Oncology & Biotech News
Published: Friday, Jul 29, 2011
xgeva (denosumab)The use of denosumab to prevent skeletal-related events (SREs) in men with metastatic castrationresistant prostate cancer (mCRPC) has questionable cost-effectiveness as compared with zoledronic acid, according to an analysis of mathematical models presented in June at the ASCO meeting.

The analysis showed an estimated cost per quality-adjusted life year (QALY) of about $1.25 million for denosumab, far above the $50,000 to $100,000 threshold traditionally used to define cost-effective therapy.

“This high cost per QALY is due to the higher drug acquisition cost of denosumab, combined with the limited prevention of SREs and lack of overall survival [OS] or disease progression benefits versus zoledronic acid,” said Sonya J. Snedecor, PhD, of Pharmerit North America in Bethesda, Maryland, and colleagues. “This analysis raises questions about the cost/benefit ratio of denosumab in metastatic castration-resistant prostate cancer.”

Late last year the FDA approved denosumab for the prevention of SREs associated with metastatic solid tumors. Evidence supporting the monoclonal antibody’s use in CRPC came from a phase III clinical trial that demonstrated the superiority of denosumab versus zoledronic acid for prevention of SREs (N Engl J Med. 2011;377:813-822).

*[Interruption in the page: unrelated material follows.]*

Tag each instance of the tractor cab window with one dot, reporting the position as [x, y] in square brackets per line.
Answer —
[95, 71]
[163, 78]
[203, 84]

Given denosumab’s higher cost per injection ($1650) compared with zoledronic acid ($886), Snedecor sought to compare the 2 bone-protecting therapies with respect to cost-effectiveness. Using data from the phase III trial, investigators developed a Markov model to estimate the following:

zoledronic acid (zometa)
  • SRE incidence by type and location
  • QALYs
  • SRE-related costs
  • Drug-related costs, assuming patients received denosumab 120 mg or zoledronic acid 4 mg for up to 27 months
Key model inputs included OS of 34.2% at 27 months with both therapies; probability of a first SRE of 40.3% with denosumab and 45.5% with zoledronic acid; and subsequent on-study SRE per patient of 1.04 with denosumab and 1.29 with zoledronic acid.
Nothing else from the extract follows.